Traduttore, traditore. Traducteur, traître. Voilà ce que les Italiens pensent de nous. Sympathique comme point de départ pour une catégorie de blog, non ?

Rassurez-vous — je ne trahis personne. Enfin, j’essaie.

La traduction, c’est un métier fascinant et légèrement schizophrène. D’un côté, vous avez un texte en anglais, avec ses tournures, sa musique, ses jeux de mots intraduisibles et ses références culturelles que 90% des francophones ne comprendront pas. De l’autre, vous avez le français — cette langue magnifique, exigeante, et qui n’accepte aucune approximation sans broncher.

Entre les deux, il y a moi. Avec mes dictionnaires, mes doutes existentiels et ma tasse de thé.

Je suis traductrice exclusivement de l’anglais vers le français — parce qu’on ne traduit bien que vers sa langue maternelle. Un jour prochain, d’autres langues s’ajouteront peut-être, qui sait.

Ma spécialité ? Les documents juridiques, les ressources humaines, et la littérature — romance, young adult, thrillers, littérature jeunesse. Un écart de style assumé — et franchement, le droit et la romance ont plus en commun qu’il n’y paraît. Les deux impliquent beaucoup de dramaturgie.

Je suis également en fin de licence LLCER Anglais — parce qu’il faut toujours apprendre, toujours creuser, toujours chercher le mot juste. C’est une légère obsession. Mon entourage confirme.

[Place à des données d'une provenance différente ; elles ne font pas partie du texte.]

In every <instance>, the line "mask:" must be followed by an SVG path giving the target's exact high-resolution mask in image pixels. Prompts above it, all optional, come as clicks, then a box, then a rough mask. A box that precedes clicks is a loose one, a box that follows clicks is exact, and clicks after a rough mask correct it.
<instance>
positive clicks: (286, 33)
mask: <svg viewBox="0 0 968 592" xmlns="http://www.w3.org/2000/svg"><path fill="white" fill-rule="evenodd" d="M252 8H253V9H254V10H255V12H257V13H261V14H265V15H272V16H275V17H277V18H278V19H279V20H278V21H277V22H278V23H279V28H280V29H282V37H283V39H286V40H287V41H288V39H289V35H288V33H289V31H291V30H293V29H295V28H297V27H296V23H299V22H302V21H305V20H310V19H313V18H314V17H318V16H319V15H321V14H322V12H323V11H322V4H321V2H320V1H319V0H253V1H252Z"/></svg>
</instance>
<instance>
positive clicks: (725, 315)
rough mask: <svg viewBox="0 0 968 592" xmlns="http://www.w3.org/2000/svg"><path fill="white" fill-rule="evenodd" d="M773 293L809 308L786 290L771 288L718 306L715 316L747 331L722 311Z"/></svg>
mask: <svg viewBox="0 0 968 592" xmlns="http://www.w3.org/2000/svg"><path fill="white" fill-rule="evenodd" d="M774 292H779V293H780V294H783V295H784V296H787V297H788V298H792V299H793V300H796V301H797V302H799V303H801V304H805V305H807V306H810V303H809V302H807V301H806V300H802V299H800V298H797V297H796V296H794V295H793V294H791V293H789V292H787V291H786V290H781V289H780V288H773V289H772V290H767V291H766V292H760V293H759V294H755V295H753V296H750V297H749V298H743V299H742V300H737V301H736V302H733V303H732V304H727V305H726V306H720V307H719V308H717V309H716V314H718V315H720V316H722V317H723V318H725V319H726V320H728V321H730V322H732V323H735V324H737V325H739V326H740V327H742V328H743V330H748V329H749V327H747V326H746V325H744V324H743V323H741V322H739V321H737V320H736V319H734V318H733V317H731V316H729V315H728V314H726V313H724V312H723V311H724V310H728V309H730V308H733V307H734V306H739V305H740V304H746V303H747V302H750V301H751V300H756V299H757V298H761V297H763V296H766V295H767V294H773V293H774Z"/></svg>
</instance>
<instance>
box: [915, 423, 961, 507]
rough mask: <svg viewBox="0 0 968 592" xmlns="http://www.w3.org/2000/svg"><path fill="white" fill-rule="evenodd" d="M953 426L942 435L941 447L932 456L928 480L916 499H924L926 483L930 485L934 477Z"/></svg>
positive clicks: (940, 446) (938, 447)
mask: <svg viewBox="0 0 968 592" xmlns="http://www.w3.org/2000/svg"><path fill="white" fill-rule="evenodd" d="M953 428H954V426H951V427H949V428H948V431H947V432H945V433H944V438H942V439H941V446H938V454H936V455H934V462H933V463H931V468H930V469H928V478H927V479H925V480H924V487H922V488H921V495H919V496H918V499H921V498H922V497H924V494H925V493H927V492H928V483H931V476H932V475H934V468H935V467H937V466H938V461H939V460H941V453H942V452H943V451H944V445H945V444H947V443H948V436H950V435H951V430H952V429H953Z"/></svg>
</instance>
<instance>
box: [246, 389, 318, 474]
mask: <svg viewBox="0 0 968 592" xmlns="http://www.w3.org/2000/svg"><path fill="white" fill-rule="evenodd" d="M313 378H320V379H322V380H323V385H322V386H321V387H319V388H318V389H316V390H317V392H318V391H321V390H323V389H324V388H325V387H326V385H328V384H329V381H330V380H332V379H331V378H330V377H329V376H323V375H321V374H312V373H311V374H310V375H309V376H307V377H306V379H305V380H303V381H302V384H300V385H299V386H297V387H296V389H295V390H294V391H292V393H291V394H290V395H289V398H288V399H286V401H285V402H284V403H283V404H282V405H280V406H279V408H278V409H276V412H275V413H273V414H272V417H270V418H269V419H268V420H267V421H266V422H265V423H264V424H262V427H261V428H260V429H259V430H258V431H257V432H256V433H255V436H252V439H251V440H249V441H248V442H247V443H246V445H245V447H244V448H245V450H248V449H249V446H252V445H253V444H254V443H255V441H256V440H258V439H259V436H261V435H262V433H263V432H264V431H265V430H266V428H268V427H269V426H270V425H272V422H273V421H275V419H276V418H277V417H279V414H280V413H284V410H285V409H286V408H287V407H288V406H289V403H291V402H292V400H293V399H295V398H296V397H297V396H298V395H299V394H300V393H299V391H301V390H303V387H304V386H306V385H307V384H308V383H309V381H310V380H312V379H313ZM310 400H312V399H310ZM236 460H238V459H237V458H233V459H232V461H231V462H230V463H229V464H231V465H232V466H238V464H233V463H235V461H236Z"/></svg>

Dans cette catégorie, vous trouverez :

  • Les coulisses du métier de traductrice (sans filtre et avec humour)
  • Les faux-amis qui m’ont un jour trahie (oui, ça arrive)
  • Les expressions intraduisibles qui me font perdre le sommeil
  • Des conseils pour bien préparer vos documents avant traduction
  • Et mes réflexions sur ce que signifie vraiment « être fidèle à un texte »

Attachez vos ceintures — on part en voyage entre deux langues.